Erm, just because your house is worth £1milion doesn't mean you paid £1million. We're in the south east, outside of london in a 3bed semi, in the 5 years we've been here our house is now worth £100 - 150k more than we paid. We now couldn't afford our house. I can easily see you could buy a house in London 15-20 years ago that is now worth a fortune, but that doesn't mean you have a fortune in the bank, you own an asset that is on paper worth that, but only if you sell it. And then you'd have a lot of money, but nowhere to live.
And if you have to sell to pay the tax, you'll have to move out of London if you need a similar sized property.
London/SE property is unusual in this way - in another 20 years, then yes, its unlikely you'll have anyone living in those expensive houses who didn't pay a lot of money, because the older people will have sold up for retirement/died off.

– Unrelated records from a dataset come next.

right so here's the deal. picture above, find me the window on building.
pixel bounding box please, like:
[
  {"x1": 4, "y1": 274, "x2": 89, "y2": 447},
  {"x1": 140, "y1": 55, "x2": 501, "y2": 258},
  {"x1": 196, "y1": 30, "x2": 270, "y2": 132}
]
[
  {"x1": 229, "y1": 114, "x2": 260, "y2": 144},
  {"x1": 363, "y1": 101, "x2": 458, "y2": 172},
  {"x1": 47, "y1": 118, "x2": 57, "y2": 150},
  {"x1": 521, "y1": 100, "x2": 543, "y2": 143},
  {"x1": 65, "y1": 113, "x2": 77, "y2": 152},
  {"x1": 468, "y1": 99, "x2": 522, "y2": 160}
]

But now, you do have people who were just 'lucky' to buy when they did, I don't think a policy that is going to drive out the middle classes from London/nicer areas of the SE is fair. Eventually, (unless something significant changes) we will have a London that's reserved for the very rich or the very poor being subsidised, or the few middle classes holding on in very small properties compared to what colleagues in the rest of the country live in, just so they can say they live in London, or younger middle class people in rented house shares, before moving out when they have DCs - but I don't think this is a process we should be aiming to speed up.